11/4/15 Update: Phentolamine is available again!
The rest of the post is un-edited, but check with your purchaser to see if you can get phentolamine now.
Another one bites the dust.
Phentolamine is no longer manufactured
Phentolamine has now made ASHP’s list of drugs no longer available.
This information is critical to communicate to emergency medicine and critical care practitioners, as the risk:benefit of peripheral vasopressor therapy changes without the availability of this extravasation antidote.
This doesn’t change my any port in a storm philosophy of peripheral vasopressor use, but it will make me advocate for the placement of a central line sooner in patients where I see peripheral vasopressor use continuing for more than a few hours.
The alternatives to phentolamine for extravasation from phenylephrine, norepinephrine, epinephrine, dopamine, and dobutamine are:
- Apply heat proximal to site of extravasation.
- Elevation of the site of extravasation.
- Topical nitroglycerin 2%, apply a 1-inch strip to the site of ischemia q8 hrs prn; monitor for hypotension.
- Dilute 1 mg terbutaline in 10 ml NS. Inject locally across symptomatic sites.
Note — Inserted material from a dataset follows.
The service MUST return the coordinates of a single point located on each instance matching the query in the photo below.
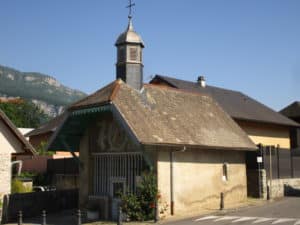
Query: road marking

The alternatives to phentolamine for extravasation from vasopressin and methylene blue are:
- Apply heat proximal to site of extravasation.
- Elevation of the site of extravasation.
- Topical nitroglycerin 2%, apply a 1-inch strip to the site of ischemia q8 hrs prn; monitor for hypotension.
The alternatives to phentolamine for extravasation from epinephrine autoinjector are:
- Watchful waiting.
- Topical nitroglycerin 2%, apply a 1-inch strip to the site of ischemia q8 hrs prn; monitor for hypotension.
- Dilute 0.5 to 1 mg terbutaline in 1 ml NS. Inject locally across symptomatic sites (it is usually the finger).
Resources:
Excellent review of extravasation from non-cytotoxic drugs
Use of subcutaneous terbutaline to reverse peripheral ischemia
If you like this post, check out my book – A Pharmacist’s Guide to Inpatient Medical Emergencies: How to respond to code blue, rapid response calls, and other medical emergencies.
Mark says
There is no clear cut evidence to support 1. elevating the extremity 2. applying heat proximal to extravasation… Actually applying heat can be more harmful depending on the drug involved especially when it may initially be difficult to establish the margins of infiltration and microinfilitration not yet visible to the eye….
Pharmacy Joe says
I’m not aware of any RCT demonstrating heat is beneficial. Take a look at the review linked above. They discuss when to consider the application of heat/elevation of extremity in addition to pharmacotherapy options.